Thirty years later, in the early 1990s, filmmakers Martin Scorsese and Francis Coppola revived the film at a festival and began the campaign to restore it.

“Very well-respected American filmmakers and film scholars rediscovered the film and felt that it was one of the most remarkable, impressive, important films ever made, and yet it had not had its impact at the moment when it came out,” Furtado said. “That led to a whole reconsideration of the value of this film.”

The significance of the film can be partly attributed to the cinematography that makes the film a “visual tour de force,” Furtado said. 

“Soy Cuba” employs techniques including using infrared film stock, originally developed by the Soviets for military purposes, to exaggerate contrasts and complex long takes. 

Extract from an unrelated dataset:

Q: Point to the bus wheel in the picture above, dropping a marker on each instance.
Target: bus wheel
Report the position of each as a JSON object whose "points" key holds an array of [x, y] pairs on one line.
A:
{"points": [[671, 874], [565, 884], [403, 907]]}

One of those long takes in the film includes a vertical movement concluding with the camera being submerged in water, the lens coated in a submarine periscope cleaner to make it impervious to water. 

“It’s still a fantastically beautiful film, but it is also terribly dated,” Furtado said. “It’s a strange object that had a most utopian-like ambition for what a cinema of revolution could be. It was aesthetically breathtaking and astonishing, and yet it is only appreciated nostalgically.”

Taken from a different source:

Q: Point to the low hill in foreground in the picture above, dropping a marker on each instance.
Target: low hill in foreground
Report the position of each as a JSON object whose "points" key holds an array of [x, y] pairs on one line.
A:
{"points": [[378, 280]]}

Furtado described the film as one that allows viewers to think about politics, history and time; about politics and aesthetics; and even about politics and nostalgia. Despite recent developments in United States-Cuba relations with the opening of the U.S. embassy in Cuba, the question the film raises is in the ambition of redeeming such a film only at the moment when its particular politics “no longer have any teeth, no longer have any claim to the present,” Furtado said.

Screen/Society’s three-film series—the others being “Lucy” and “Memories of Underdevelopment”—ties into Furtado’s “Cine Politico” course, a Spanish course that studies major works of Latin American cinema from the 1960s onwards in the context of the political affairs of the films’ time periods. 

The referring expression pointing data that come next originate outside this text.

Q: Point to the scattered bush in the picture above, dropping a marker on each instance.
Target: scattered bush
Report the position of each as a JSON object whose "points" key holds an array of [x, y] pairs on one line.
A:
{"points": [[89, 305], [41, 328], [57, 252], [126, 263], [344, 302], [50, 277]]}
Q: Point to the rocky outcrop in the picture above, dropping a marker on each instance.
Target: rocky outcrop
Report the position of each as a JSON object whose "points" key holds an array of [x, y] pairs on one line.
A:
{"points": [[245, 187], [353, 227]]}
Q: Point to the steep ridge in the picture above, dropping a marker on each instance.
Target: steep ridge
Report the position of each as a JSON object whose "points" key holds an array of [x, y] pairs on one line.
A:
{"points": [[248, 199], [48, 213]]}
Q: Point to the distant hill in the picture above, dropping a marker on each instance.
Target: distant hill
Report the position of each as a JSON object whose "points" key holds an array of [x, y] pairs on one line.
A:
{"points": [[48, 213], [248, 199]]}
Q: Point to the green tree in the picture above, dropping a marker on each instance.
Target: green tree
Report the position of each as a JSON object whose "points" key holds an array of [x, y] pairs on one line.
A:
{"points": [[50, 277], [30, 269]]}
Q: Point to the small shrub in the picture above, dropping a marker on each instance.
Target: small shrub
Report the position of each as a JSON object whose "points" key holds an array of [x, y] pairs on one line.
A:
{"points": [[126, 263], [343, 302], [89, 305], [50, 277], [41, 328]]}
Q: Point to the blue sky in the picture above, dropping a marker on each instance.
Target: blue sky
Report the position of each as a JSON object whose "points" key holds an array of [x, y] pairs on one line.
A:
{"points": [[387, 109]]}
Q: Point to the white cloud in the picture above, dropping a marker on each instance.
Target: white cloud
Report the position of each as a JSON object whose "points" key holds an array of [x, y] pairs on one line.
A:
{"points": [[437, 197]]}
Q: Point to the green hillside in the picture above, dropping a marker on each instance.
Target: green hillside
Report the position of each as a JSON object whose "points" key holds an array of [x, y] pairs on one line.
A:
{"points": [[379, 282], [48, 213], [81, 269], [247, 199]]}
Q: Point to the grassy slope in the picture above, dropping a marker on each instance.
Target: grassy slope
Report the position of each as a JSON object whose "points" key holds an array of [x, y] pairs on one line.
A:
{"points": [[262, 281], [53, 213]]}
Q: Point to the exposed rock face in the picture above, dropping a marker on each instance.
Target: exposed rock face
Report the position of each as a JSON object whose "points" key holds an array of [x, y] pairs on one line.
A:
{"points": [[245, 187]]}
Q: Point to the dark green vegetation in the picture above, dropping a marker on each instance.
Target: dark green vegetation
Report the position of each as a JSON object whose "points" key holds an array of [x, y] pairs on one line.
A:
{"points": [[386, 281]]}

Furtado emphasized “avant garde” cinema in which filmmakers focused on using the form and aesthetic of art as a crucial instrument in conveying political struggles.

“’Soy Cuba’ is one of several emblematic examples examined in the course in an intersection of modernism with radical politics, which makes post-revolution Cuba a time period of interest,” Furtado said. 

“Soy Cuba” fits in that it is the product of cinema and social experimentation to explore local politics on a global dimension.

For Furtado, one purpose of the course and its accompanying films is to introduce students to the idea that art and culture are intrinsically tied with making the world a vastly different place.

“I think people today are much less likely to dream about radical transformation, or to think that images can have something to do with radical transformation, than they were in 1968,” Furtado said. “A large section of the course is that context—that images matter, that the future is up for grabs, that what’s given is not given forever, that it can be radically questioned.”

In the same way Furtado sees the film as an example of a tool for politics, his students like freshman Chloe Hooks also see the context of seeing the purpose of film and other artwork from a different perspective.

“In a Spanish class, I’ve never been reading political manifestos before and I’ve definitely never been reading political manifestos that also relate to art,” Hooks said. “This is a way to make art a more realistic, practical application that is supposed to help people in the world.”

While Furtado hopes the film will expose the experiences of a post-Cold War history that students are often unaware of even though it is also their own history, he also wants students to explore the concept of utopian thinking and art being a force for change.

“My ultimate fantasy is always that these films will leave some lasting impression and provoke some kind of thought,” Furtado said. “That’s really what I expect with any work of art—the world looks a little bit different after you engage with it.”